Plasma Puts the Squeeze on Positrons
A group of researchers has focused an energetic bunch of positrons (antielectrons) using a plasma cloud. The plasma canceled repulsive fields in the bunch, which caused it to compress to roughly half its original volume. These results, presented in the 10 December print issue of PRL, prove that plasma lenses can work at high energies–opening the possibility of using them in the next generation of linear colliders.
To probe the electroweak force, future experiments will collide beams of high-energy electrons with those of positrons. To insure that the fast moving electrons and positrons don’t fly past one another, designers need to make the beam pulses as dense as possible. The density of each pulse is determined by two opposing forces: The mutual repulsion between the particles causes the cloud to drift apart, and a magnetic field induced by the collective motion of the particle “bunch” causes it to squeeze more tightly together. Researchers believed that if they neutralize the repulsive force, the beam could pinch itself to a higher density.

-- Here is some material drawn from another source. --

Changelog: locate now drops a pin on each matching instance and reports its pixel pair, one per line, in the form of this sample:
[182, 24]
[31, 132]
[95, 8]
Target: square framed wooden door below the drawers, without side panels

For over a decade, beam scientists have hoped to eliminate the repulsion by passing the pulses through small clouds of ionized gas (plasma) just before the electron-positron collision. A plasma’s charges always try to arrange themselves in a way that cancels electric fields, so researchers thought it could eliminate the repellent forces of the beams. In effect, the plasma would act as an optical lens–squeezing the particles tightly together.
Researchers have already used plasma lenses to compress electrons at low energies, but they had doubts about whether they could use the lenses on positrons, or whether they would be effective enough at the high energies of future particle accelerators. To find out, Clive Field of the Stanford Linear Accelerator Center (SLAC) in California and his colleagues fired a stream of 28.5 GeV positrons into a jet of laser-ionized gas. What emerged from the plasma, says Field, was a positron group with twice its original density.
“I think it was an excellent experiment,” says James Rosenzweig of the University of California in Los Angeles (UCLA). Rosenzweig believes that these initial results will encourage others to probe more complex beam-plasma interactions.